I think this is definitely an improvement over the wasm varint implementation. However, wasm bytecode is almost always going to be delivered compressed with gzip or brotli, so measurements of compression and speed should be taken after those. In particular, I'm wondering if a plain non-variable integer encoding would be best, considering how brotli and gzip operate on byte sequences.

This is definitely something I'd really like to see benchmarked: how valuable is it to pile two different "compression" compared only the "complicated" one (gzip or brotli).
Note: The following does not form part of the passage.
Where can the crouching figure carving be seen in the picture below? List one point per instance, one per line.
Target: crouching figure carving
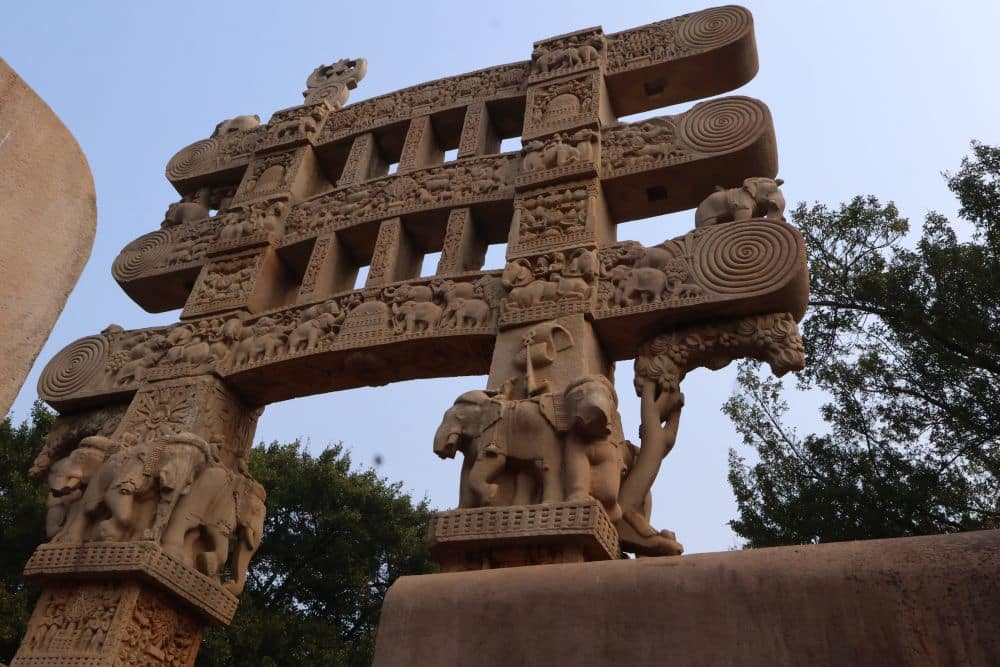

Can you please explain how you'd use "bijective numeration" specifically? What do you think has to be changed or added to your proposal:

    7 bits -> 0xxxxxxx
    14 bits -> 10xxxxxx xxxxxxxx

A real implementation would probably be switch-driven, but I whipped up a terse implementation for a big-endian bijective encoder to go with my other comment (tested, but test code omitted):

    int varint_u64_encode(uint8_t** start, const uint8_t* limit, uint64_t value) {
      uint64_t offset;
      uint8_t* position;
      int bytes;

      for (bytes = 1, offset = 0x80;  value >= offset && bytes < 9; ++bytes) {
        offset = (offset << 7 ) | 0x80;
      position = *start;
      value -= ( offset >> 7 ) ^ 1;
      if (position + bytes > limit) {return 0; /* not enough space */}
      *position = (((uint8_t)0xFF) << (9-bytes)) | (uint8_t)(value >> ((bytes-1) * 8 ));
      for (++position; --bytes > 0; ++position) {
        *position = (uint8_t) (value >> ((bytes-1) * 8));
      *start = position;
      return 1;
    int varint_u64_decode(const uint8_t** start, const uint8_t* limit, uint64_t* result) {
      uint64_t value;
      uint64_t offset;
      const uint8_t* position;
      int bytes;
      uint8_t mask;
      position = *start;  offset = 0;
      for(bytes=1, mask = 0x80; (mask & *position) == mask && bytes < 9; ++bytes) {
        mask = 0x80 | (mask >> 1);
        offset = (offset << 7) | 0x80;
      if (position + bytes > limit) { return 0; /* not enough space */}
      value = (~mask) & *position;
      ++ position;
      for(; --bytes > 0; ++position) {
        value = (value << 8) + *position;
      value += offset;
      if (bytes == 9 && value < (1uLL << 56)) {return 0; /* overflow, non-canonical encoding */ }
      *result = value;
      *start = position;
      return 1;

For a bijective base:

    7 bits -> Decode 0xxxxxxx and add 0 (unchanged)
    14 bits -> Decode 10xxxxxx xxxxxxxx and add 0x80
    21 bits -> Decode 110xxxxx xxxxxxxx xxxxxxxx and add 0x4080
In a non-bijective base vs a bijective base: 7 bits encode 0 to 2&7 - 1 vs. 0 to 2^7 -1 14 bits encode 0 to 2^14 - 1 vs. 2^7 to 2^14 + 2^7 - 1 21 bits encode 0 to 2^21 - 1 vs. 2^14 + 2^7 to 2^21 + 2^14 + 2^7 - 1 ...

In the bijective decoding routine, you need to special-case the maximum length case to check for numeric overflow.